Authenticity and modernism today

Authenticity is something of a hot-button issue for the creative world. For many creative enterprising individuals, the work they endeavour to put out into the world is what sustains them financially, so attempts to appropriate another’s art for the purpose of personal gain are widely reviled. If something is authentic it is simply not fake or fraudulent but now thanks to the internet, art is more visible to all than ever so it’s difficult to pass existing artwork or designs off as authentic without being called into question by the community.

The more divisive counterpart to authenticity is originality. I believe the debate over what constitutes harmless inspiration or unfair appropriation is what remains more pervasive and significant in my time.
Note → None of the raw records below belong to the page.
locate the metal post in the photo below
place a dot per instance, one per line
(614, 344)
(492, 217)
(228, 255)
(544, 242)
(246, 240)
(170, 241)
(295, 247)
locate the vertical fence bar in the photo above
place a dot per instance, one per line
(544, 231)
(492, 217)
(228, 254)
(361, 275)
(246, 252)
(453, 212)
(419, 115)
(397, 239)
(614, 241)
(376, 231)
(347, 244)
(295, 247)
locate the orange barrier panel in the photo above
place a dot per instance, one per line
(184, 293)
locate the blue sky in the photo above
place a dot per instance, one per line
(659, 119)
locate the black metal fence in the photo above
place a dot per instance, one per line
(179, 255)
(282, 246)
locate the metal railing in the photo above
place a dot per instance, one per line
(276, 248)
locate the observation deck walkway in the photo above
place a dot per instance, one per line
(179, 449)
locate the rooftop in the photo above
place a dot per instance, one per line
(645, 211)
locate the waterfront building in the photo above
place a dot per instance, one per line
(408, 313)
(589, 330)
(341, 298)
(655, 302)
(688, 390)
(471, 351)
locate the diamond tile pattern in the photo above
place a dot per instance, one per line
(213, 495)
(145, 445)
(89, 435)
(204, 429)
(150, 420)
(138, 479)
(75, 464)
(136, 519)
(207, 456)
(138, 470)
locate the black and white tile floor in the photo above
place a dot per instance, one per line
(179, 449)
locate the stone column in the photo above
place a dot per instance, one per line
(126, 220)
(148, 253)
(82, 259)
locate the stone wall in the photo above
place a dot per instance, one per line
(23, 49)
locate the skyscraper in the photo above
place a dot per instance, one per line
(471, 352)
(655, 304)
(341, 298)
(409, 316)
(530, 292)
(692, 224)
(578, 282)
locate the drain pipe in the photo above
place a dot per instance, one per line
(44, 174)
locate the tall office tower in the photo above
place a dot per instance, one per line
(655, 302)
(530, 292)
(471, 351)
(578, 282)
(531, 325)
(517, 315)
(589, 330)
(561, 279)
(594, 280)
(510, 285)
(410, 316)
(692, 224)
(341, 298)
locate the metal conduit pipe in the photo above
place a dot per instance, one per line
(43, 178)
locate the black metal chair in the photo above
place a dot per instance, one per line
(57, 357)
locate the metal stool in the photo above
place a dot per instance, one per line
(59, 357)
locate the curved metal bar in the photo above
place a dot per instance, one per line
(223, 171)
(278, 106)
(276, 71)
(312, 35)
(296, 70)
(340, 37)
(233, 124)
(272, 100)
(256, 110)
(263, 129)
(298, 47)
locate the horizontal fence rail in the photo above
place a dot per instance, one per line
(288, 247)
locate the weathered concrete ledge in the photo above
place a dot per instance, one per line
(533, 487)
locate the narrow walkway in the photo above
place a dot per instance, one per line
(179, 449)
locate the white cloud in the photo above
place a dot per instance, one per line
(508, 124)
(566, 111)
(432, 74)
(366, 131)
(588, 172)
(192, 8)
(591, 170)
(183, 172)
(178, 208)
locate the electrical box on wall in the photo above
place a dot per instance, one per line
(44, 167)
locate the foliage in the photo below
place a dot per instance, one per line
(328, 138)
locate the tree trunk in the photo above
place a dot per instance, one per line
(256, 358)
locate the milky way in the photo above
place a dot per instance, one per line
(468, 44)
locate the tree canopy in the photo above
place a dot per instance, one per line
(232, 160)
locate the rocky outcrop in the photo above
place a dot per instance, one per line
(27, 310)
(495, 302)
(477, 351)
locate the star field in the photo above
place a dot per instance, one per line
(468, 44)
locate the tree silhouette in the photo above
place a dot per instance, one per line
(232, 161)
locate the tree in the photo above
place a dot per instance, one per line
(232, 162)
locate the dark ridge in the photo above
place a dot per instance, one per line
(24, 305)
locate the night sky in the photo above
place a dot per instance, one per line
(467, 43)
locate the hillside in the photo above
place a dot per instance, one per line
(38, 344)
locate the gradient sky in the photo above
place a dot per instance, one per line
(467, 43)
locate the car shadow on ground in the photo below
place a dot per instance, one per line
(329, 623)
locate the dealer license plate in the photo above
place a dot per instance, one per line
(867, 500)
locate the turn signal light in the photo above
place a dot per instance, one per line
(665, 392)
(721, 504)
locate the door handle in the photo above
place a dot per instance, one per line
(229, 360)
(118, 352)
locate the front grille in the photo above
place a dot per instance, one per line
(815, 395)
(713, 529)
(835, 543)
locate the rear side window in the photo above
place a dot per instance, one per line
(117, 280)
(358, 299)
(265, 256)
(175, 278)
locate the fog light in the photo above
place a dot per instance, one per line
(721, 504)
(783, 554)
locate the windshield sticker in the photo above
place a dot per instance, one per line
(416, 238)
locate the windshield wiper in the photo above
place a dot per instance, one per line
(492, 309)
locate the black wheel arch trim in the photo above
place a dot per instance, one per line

This can lead to the question ‘is it possible to be truly authentic?’ or original for that matter. As designers we actively seek historical and contemporary sources of inspiration through research in order to learn to be design more effectively and create more interesting things. One can decide whether or not they want to borrow any kind of idea from past work they’ve seen and alter it enough to make it their own new thing. What is not decided is how knowledge attained and visuals experienced influences our ideas without us even knowing. True authenticity must be consciously strived for as it was by many modernist artists in the 20th century through the rejection of strict normality. Even today there are still boundaries to push and conventions to test and modernism remains a school of thought that artists can subscribe to in order to strive for authenticity.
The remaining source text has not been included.